Table 4 Fitness and execution time of proposed OTS methods using GA and PSO for different population size in sequential and parallel environment
Table 5 Fitness and execution time of proposed OTS methods using hybrid GA and PSO for different population size in sequential and parallel environment

The objective measures such as fitness value and execution time of the proposed methods are compared with the existing methods such as Otsu and Kapur. The results are tabulated in Table 6. From the analysis, it is observed that the proposed methods take lesser fitness value and execution time. For the input image of Fig. 5a, the resultant threshold values for the proposed methods are shown in Table 7 for 50 runs of execution.

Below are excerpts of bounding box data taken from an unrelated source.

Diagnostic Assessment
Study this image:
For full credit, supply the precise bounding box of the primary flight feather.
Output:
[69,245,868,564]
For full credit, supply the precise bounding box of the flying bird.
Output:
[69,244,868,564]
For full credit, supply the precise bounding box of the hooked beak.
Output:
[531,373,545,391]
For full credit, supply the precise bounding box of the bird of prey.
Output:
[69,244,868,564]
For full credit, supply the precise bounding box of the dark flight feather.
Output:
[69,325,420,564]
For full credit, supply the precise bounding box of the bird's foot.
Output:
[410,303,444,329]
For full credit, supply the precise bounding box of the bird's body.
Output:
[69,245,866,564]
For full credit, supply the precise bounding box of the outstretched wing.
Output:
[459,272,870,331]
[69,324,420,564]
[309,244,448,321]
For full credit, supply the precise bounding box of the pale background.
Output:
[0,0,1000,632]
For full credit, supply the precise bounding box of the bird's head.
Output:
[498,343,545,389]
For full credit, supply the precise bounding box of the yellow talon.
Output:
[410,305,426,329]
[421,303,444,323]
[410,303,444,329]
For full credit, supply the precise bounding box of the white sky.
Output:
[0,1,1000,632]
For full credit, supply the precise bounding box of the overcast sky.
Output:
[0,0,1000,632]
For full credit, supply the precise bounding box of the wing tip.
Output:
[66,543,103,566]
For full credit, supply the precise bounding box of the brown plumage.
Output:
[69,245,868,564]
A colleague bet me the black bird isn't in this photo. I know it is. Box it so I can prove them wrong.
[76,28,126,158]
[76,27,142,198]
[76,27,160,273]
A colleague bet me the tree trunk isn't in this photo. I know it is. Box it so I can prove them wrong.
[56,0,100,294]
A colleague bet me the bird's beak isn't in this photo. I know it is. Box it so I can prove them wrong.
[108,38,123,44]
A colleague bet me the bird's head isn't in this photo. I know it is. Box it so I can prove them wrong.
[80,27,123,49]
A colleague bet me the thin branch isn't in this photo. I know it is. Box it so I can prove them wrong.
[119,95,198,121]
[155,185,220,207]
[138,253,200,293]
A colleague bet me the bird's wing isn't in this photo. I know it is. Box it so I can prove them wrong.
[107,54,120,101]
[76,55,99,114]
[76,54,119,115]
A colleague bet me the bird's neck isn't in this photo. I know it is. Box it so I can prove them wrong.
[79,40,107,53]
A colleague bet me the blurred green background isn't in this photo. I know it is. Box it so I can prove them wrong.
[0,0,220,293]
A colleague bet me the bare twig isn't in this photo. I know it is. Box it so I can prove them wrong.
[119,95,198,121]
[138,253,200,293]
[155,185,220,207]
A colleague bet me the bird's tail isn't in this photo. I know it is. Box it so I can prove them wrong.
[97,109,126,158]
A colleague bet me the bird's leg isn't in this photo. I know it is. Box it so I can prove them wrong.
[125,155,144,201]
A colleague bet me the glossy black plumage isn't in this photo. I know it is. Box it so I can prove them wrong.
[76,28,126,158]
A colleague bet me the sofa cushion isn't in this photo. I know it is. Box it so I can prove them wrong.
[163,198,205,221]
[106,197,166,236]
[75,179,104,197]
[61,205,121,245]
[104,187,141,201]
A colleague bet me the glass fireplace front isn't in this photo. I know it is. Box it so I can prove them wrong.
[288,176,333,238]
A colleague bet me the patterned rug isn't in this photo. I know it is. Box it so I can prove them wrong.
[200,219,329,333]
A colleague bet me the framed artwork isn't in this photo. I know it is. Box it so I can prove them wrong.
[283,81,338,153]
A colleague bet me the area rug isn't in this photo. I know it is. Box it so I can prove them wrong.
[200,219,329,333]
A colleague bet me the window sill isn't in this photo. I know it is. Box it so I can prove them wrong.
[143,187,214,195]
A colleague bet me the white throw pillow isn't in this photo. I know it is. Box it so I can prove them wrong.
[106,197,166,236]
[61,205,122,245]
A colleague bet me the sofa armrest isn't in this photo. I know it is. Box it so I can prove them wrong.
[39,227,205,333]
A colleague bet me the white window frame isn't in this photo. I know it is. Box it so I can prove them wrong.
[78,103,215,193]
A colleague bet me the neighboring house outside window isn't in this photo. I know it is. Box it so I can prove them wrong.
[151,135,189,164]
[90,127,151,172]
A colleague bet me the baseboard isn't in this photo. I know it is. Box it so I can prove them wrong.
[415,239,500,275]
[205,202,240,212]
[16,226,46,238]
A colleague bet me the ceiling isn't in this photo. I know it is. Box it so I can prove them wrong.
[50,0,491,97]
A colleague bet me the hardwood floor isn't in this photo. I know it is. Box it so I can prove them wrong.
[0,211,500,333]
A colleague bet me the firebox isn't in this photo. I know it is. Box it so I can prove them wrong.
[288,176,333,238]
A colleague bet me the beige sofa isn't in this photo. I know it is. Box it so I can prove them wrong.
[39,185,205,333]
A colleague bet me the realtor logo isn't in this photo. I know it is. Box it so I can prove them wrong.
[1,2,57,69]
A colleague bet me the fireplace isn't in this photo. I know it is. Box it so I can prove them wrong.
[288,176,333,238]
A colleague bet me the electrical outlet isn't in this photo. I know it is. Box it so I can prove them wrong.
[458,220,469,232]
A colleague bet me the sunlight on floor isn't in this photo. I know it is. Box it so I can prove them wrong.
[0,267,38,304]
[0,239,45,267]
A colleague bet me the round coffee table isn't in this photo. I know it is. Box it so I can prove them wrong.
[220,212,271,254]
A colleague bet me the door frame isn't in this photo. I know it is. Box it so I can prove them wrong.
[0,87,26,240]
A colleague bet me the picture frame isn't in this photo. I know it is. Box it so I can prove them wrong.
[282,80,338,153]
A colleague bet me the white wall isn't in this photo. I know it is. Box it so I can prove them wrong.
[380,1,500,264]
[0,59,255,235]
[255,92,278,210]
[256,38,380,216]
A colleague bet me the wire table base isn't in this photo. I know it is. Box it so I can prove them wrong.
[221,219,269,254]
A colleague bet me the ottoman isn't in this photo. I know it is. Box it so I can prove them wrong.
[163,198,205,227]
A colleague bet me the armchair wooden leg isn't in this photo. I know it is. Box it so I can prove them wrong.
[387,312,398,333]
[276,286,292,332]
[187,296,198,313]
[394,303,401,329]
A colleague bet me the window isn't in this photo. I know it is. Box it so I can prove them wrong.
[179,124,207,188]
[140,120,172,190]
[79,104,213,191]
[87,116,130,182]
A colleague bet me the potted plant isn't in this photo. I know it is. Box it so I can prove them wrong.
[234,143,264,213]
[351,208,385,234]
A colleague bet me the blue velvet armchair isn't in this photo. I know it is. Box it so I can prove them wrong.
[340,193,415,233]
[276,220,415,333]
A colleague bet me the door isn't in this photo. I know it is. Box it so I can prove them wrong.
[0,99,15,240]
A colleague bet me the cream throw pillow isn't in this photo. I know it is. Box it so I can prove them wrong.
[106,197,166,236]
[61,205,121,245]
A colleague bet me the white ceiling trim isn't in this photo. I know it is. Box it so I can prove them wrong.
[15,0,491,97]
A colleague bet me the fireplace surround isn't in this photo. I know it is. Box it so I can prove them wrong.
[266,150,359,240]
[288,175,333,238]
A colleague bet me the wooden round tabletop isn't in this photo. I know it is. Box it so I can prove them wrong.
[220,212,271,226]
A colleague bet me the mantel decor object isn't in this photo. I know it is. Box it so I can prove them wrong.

Table 6 Comparison of fitness value and execution time of the proposed methods with existing methods
Table 7 Optimal threshold values for proposed methods

5 Conclusion

In this paper, the multilevel thresholding problem is solved using GA, PSO and hybrid optimization techniques to get optimal thresholds which are required for real-time imaging applications. The proposed algorithms are implemented in sequential and parallel environments. They are efficient and faster when compared with the existing methods such as Otsu, Kapur methods. It is evident from the experimental results that the proposed HPPSO method gives the best set of optimal threshold values among all other proposed methods. Hence, it is well suited for all types of image and video applications.